On April 16, 1981, Lombardozzi was indicted on charges of failing to report his loansharking income in his federal income tax returns. His headquarters for this racket was a Kiwanis clubhouse in Mill Basin, Brooklyn. He used to meet with Salvatore Stagnitta Lombardozzi and his brother Cosmo were close friends of 'Mr Stan', the notorious Serbian criminal Vojislav Stanimirovic responsible for the Vizcaya heist. This connection with the rare non-Italian businessman was Lombardozzi's entry to New York's Diamond District. He was a mentor to the Serbian authority's son Pavle Stanimirović.
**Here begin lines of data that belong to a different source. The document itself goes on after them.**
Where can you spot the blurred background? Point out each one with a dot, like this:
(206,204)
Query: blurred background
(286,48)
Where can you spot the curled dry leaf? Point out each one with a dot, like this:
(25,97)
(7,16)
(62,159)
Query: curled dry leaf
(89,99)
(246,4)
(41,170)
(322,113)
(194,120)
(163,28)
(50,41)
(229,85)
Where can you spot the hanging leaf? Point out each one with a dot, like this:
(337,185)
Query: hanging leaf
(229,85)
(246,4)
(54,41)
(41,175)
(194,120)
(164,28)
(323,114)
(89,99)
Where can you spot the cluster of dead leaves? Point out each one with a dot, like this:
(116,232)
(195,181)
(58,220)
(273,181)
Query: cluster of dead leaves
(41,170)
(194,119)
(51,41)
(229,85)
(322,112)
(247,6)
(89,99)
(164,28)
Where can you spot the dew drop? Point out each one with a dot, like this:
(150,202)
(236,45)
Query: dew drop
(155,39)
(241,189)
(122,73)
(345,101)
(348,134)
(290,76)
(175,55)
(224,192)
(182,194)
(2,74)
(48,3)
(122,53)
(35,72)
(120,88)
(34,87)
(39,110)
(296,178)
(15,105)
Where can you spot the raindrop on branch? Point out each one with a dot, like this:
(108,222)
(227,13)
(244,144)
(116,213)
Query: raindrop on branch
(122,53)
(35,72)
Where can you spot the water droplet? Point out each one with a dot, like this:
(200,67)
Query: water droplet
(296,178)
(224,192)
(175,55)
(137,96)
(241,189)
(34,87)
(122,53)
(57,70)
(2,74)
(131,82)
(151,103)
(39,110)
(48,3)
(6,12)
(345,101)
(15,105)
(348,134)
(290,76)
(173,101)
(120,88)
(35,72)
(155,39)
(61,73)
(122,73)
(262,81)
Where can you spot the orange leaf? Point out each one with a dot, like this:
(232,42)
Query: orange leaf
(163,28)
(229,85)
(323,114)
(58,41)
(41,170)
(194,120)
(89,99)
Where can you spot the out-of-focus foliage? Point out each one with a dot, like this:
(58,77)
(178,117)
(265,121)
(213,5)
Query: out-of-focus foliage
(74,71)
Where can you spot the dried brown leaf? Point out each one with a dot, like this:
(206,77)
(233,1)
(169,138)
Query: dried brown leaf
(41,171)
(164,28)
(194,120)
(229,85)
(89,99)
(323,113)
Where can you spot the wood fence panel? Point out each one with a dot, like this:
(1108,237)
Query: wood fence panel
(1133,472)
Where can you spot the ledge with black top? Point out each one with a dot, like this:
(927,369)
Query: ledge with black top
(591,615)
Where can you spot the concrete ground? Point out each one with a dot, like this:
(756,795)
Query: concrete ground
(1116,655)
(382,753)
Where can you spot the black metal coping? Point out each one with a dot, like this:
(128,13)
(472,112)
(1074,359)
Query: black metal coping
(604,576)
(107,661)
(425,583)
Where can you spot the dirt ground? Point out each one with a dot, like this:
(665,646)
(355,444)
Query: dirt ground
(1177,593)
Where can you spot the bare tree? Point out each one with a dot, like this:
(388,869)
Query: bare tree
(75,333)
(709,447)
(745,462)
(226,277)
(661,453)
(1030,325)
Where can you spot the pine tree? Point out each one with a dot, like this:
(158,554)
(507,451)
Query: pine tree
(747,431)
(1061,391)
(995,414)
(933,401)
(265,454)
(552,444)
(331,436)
Fruitless recording efforts by the FBI yielded much discussion of activities that weren't illegal; Lombardozzi prized his Rolls-Royce and wine cellar, though not in that order. 'The Doctor' was considered a class act and Italian elder statesman. With friends and family he avoided the subject of crime but told tales of mafia legends like Lucky Luciano, Meyer Lansky, and his own experience at Apalachin. On April 16, 1981, Lombardozzi was indicted on charges of failing to report his loansharking income in his federal income tax returns. He was convicted and sentenced to six months in prison.

===Death===
On May 9, 1992, Carmine Lombardozzi died at home of heart failure at age 79. He is buried at St. John Cemetery in Middle Village, Queens.